Eina

Parte 1

Una leggera vibrazione, il cellulare sulla mia scrivania. Abbassai lo sguardo per dare un’occhiata, era arrivata una notifica: “Hai un nuovo messaggio”. Un messaggio proveniente da una chat o da qualche social network. Cliccai sullo schermo e lessi.

Eina: 4 Settembre. È una bella giornata. Ho versato del succo e ho sporcato il tappeto! Cavolo, devo trovare un modo per nascondere la macchia!...

Il messaggio sembrava provenire da una certa “Eina”. Non conoscevo quel nome. Forse era un nickname ma non conoscevo nessuno che avrebbe potuto utilizzarne uno così raffinato.

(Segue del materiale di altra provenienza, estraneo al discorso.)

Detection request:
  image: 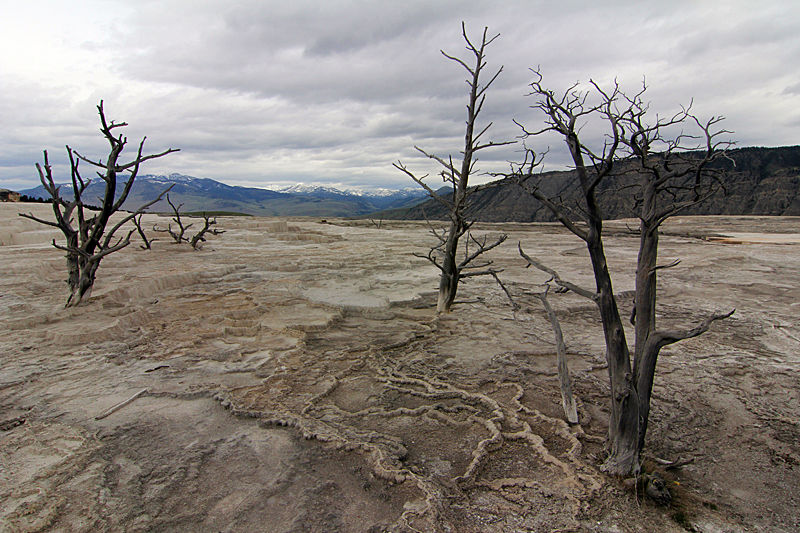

«Cos’è? Spam?», borbottai. Era alquanto insolito. I messaggi spam sono del tipo: “Hai vinto un milione di euro! Se vuoi accettare il premio, clicca qui!” con una pioggia di soldi a tutto schermo. Un account femminile, invece, invierebbe qualcosa del tipo: “Mi sono divertita molto l’altra sera al karaoke.” per poi invogliarti a rispondere e ritrovarti con una richiesta di registrazione ad un sito di incontri, dove ti avrebbero chiesto una cifra assurda per l’iscrizione.

Quel “4 Settembre. È una bella giornata…” non è il classico testo che viene riportato in un diario?

Buzzz.

Un secondo messaggio arrivò mentre stavo guardando il cellulare.

Eina: Copertura della macchia avvenuta con successo! Mia sorella non l’ha vista, evviva!”

Un’altra nota per il diario. Ma che vogliono da me?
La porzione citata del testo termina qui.